When we arrived, I was relieved to see we were only planning on tackling the one-mile loop trail. But why would we need two hours to hike a mile?

After all, I walk a 20-minute mile. Even a tough mile that goes straight up with some scrambling might only take me an hour, not two.

But this is no typical trail at Devil's Punchbowl—and not just because it leads you on an "upside down" hike, forcing you to descend first and then climb back out of the "bowl" at the end.

First of all, there are lots of distractions along the way. While some of the sandstone boulder outcroppings are jagged and tilted, just as you'd expect to find so close to the San Andreas Fault, others bear the smooth, spherical edges of erosion.

And it's true—probably a lot of water has run through this gorge at one time or another, if only from the snowmelt of the San Gabriel Mountains.

That also makes the trail somewhat of a trial, as the erosion leaves you treading either loose, sandy patches or slippery, exposed rock.

If you stay on the trail, I suppose the hike is pretty straightforward—but it can be difficult to stay on the actual trail and so easy to stray onto one of the unofficial spur trails that people have created by shortcutting the switchbacks.

The loop trail is by no means the most difficult course you can take through Devil's Punchbowl, as evidenced by the intrepid rock climbers we saw perched on the various up-tilted peaks.
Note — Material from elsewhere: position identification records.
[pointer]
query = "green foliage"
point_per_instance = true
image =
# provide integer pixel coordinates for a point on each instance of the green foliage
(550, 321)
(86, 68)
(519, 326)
But both the elevation change and the scenery literally take your breath away—especially those "punchbowl" formations that date back more than two million years and maybe as many as 20 million.

And soon, everything starts looking like a possible trail. (Or, conversely, everything starts looking like it must not be a trail.)

A couple of years ago, this probably would've been an easy hike for me—but after years of being out of the hiking habit and keeping my walls to fairly level ground, I found it difficult to raise a leg high enough to scramble up a boulder.

That loop felt like the longest mile I'd ever hiked—although, in the end, it only took us about an hour and a half and not the full two hours.

But the one-mile loop trail isn't the only way to discover Devil's Punchbowl, though it's the easiest. There's also the 7.5-mile trek out to Devil's Chair.

I'll have to work my way up to that one.